これで 質問 the data.table
パッケージ作成者は、中央の参照で行を挿入(または削除)できない理由を説明しますdata.table
まだ。彼はまた、そのような操作がテーブルの最後で可能になるかもしれないと指摘しています。このアクションを実行するコードを見せていただけますか?それは、「参照」バージョンの
a<- data.table(id=letters[1:2], var=1:2)
> a
id var
1: a 1
2: b 2
> rbind(a, data.table(id="c", var=3))
id var
1: a 1
2: b 2
3: c 3
ありがとう。
編集:
適切な解決策はまだ可能ではないので、速度とメモリ使用量の観点から、次のどれが(内部的に異なる場合、確実ではない)良いですか?

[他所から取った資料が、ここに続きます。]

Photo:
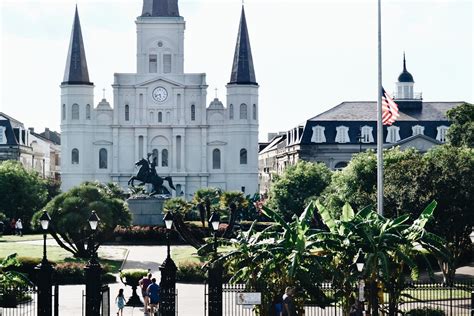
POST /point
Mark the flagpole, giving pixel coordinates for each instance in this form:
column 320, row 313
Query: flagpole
column 379, row 118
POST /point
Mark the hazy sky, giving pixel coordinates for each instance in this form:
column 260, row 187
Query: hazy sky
column 308, row 55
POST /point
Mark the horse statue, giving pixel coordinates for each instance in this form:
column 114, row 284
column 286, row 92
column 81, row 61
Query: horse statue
column 147, row 174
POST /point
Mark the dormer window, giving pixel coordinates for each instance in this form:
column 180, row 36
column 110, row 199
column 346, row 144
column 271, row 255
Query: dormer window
column 442, row 132
column 167, row 63
column 318, row 134
column 418, row 130
column 366, row 134
column 342, row 134
column 393, row 134
column 153, row 63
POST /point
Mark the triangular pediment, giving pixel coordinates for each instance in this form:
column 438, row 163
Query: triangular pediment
column 158, row 80
column 216, row 143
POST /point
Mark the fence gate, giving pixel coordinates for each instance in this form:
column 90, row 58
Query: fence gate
column 23, row 300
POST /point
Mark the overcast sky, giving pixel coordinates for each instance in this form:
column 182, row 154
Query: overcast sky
column 309, row 55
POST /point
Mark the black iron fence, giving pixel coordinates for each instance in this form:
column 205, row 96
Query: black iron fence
column 431, row 298
column 23, row 300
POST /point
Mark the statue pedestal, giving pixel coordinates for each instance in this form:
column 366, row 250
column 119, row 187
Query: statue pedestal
column 147, row 211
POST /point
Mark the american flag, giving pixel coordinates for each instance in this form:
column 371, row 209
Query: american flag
column 389, row 109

rbind(a, data.table(id="c", var=3))
rbindlist(list(a, data.table(id="c", var=3)))
最終的に他の(より良い)方法がありますか?
編集に回答するには、ベンチマークを実行するだけです:
a = data.table(id=letters[1:2], var=1:2)
b = copy(a)
c = copy(b) # let's also just try modifying same value in place
# to see how well changing existing values does
microbenchmark(a <- rbind(a, data.table(id="c", var=3)),
b <- rbindlist(list(b, data.table(id="c", var=3))),
c[1, var := 3L],
set(c, 1L, 2L, 3L))
#Unit: microseconds
# expr min lq median uq max neval
# a <- rbind(a, data.table(id = "c", var = 3)) 865.460 1141.2585 1357.1230 1539.4300 6814.492 100
#b <- rbindlist(list(b, data.table(id = "c", var = 3))) 260.440 325.3835 445.4190 522.8825 1143.930 100
# c[1, `:=`(var, 3L)] 482.147 626.5570 778.3135 904.3595 1109.539 100
# set(c, 1L, 2L, 3L) 2.339 5.677 7.5140 9.5170 19.033 100
rbindlist
はrbind
より明らかに優れています。ループで[
を使用する際の問題を指摘したMatthew Dowleのおかげで、set
を使用した別のベンチマークを追加しました。
上記から、最良のオプションはrbindlist
を使用するか、最初にdata.table
のサイズを変更してから値を設定することです(std::vector
のC++
と同様の戦略を使用して、実行するたびにサイズを2倍にすることもできます)開始するデータのサイズがわからない場合は十分なスペースを確保してください。データの入力が完了したら、余分な行を削除してください)。